Morning came with rain tapping against the glass walls of his penthouse. It should have been calming. It wasn't. Adrian stood shirtless in the kitchen, coffee mug warm in his hand, his thoughts cold.

He hadn't slept. The voice from last night still lingered in his head. Deep. Familiar. Haunting.

But not impossible.

Jackson Morrow had been presumed dead seven years ago. The media said his yacht exploded off the coast of Amalfi. Only pieces of wreckage were ever recovered. Jackson had been Adrian's silent partner. Not officially listed in the company, but his fingerprints were on every major move Adrian made in the early years.

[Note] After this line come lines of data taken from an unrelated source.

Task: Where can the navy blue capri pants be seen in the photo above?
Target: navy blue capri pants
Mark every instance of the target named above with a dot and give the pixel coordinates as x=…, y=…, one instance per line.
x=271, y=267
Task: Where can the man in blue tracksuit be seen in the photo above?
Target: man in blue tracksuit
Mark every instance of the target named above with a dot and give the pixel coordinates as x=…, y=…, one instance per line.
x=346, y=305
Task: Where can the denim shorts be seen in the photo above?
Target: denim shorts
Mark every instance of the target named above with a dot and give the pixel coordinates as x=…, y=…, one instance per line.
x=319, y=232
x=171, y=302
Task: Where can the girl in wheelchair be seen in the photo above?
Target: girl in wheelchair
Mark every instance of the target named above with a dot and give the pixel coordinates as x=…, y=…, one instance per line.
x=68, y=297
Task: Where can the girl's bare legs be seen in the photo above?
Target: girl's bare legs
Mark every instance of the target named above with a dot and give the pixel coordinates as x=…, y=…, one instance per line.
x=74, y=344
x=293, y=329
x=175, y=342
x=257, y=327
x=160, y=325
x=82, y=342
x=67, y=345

The man was a ghost in business and a phantom in real life. Charming when he wanted to be. Deadly when he needed to be.

If he was back, it meant only one thing.

Someone had awakened more than just Adrian's past.

Adrian pulled out his phone and dialed a number buried in his old memory.

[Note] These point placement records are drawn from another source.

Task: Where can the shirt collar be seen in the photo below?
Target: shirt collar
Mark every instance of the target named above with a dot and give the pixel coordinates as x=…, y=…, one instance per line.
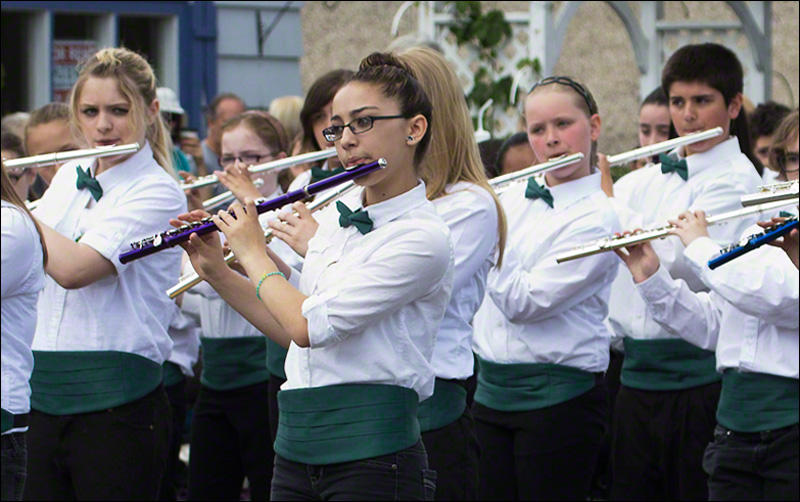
x=699, y=162
x=567, y=193
x=126, y=170
x=391, y=209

"Who is this?" the woman on the line answered groggily.

"Tell Mikhail I'm back."

A pause.

"Name?"

"Hayes."

The line cut. No goodbyes.

That was expected. Mikhail didn't do greetings or warnings. Only deals. And vengeance. The kind of man you paid in information, not money.

Adrian took a slow sip of coffee. The game had begun. But he wasn't playing checkers.

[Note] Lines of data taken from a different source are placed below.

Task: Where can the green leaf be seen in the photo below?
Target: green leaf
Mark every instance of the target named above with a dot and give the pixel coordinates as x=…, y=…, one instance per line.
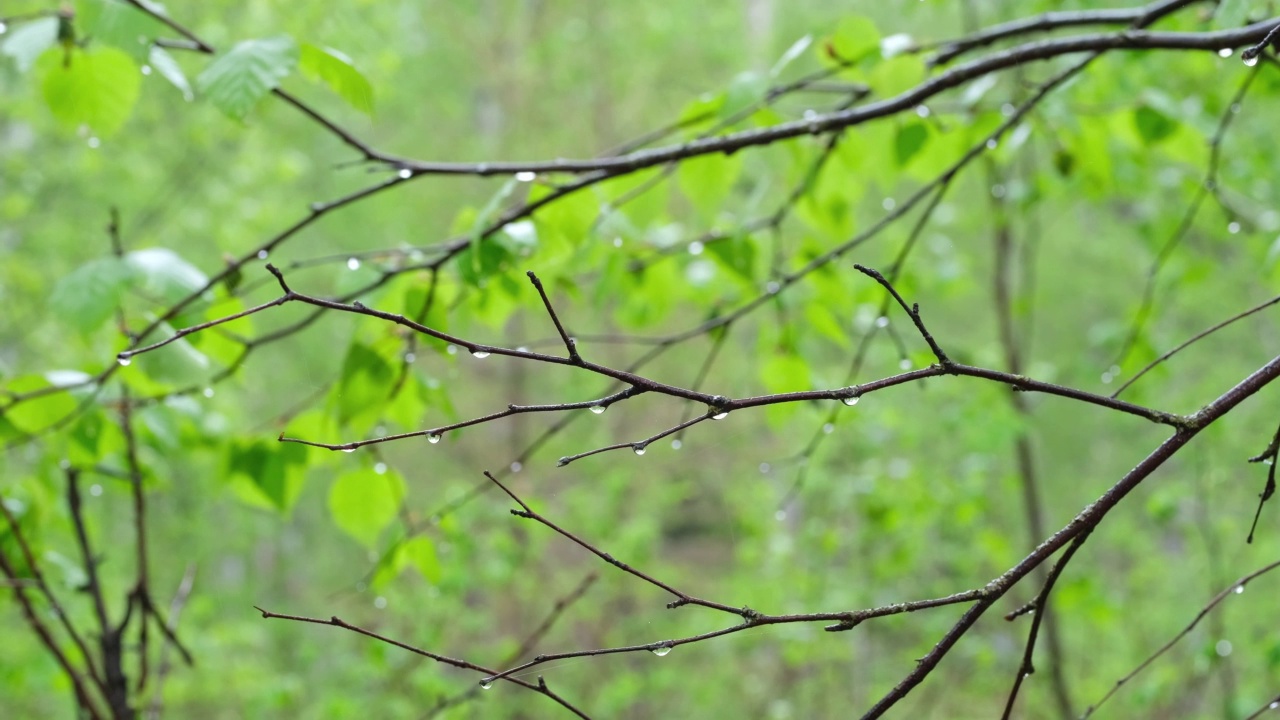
x=163, y=274
x=362, y=502
x=909, y=141
x=247, y=72
x=737, y=254
x=901, y=73
x=796, y=49
x=269, y=475
x=28, y=41
x=708, y=180
x=40, y=413
x=1152, y=124
x=87, y=296
x=339, y=73
x=785, y=373
x=163, y=62
x=119, y=24
x=94, y=87
x=364, y=383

He was building a chessboard no one else could see.

Back at Hayes Global, Emily was already at her desk when Adrian walked in. She looked up, startled, but didn't ask why he arrived so early. Her professionalism was a shield, but Adrian could tell she had questions. Good. It meant she was paying attention.

"Pull the files on the Lucien Foundation," he said, pausing by her desk.

She frowned slightly. "That's Naomi's father's charity."

"I know. I want their last five years of donor data, acquisition targets, and board meeting minutes."

Emily didn't argue. "You'll have it by noon."

He nodded and walked to his office. The moment the door closed behind him, he exhaled slowly.

Naomi's father had played the respectable role all his life. But Adrian had always suspected the Lucien Foundation was more than just a charity. The numbers had never quite added up.

Maybe he hadn't wanted to see it before. Now, he'd see everything.

He logged into his private system, opened the encrypted folder, and uploaded a file labeled:

"Marcus_Insurance.pptx"

Inside was a step-by-step outline of how Marcus funneled company money to fuel a private tech startup he never disclosed. It wasn't just betrayal. It was premeditated theft.

Adrian added one line at the bottom of the file:

"This is just the beginning."

And then he hit SEND.

Anonymous inbox. To a reporter hungry for blood.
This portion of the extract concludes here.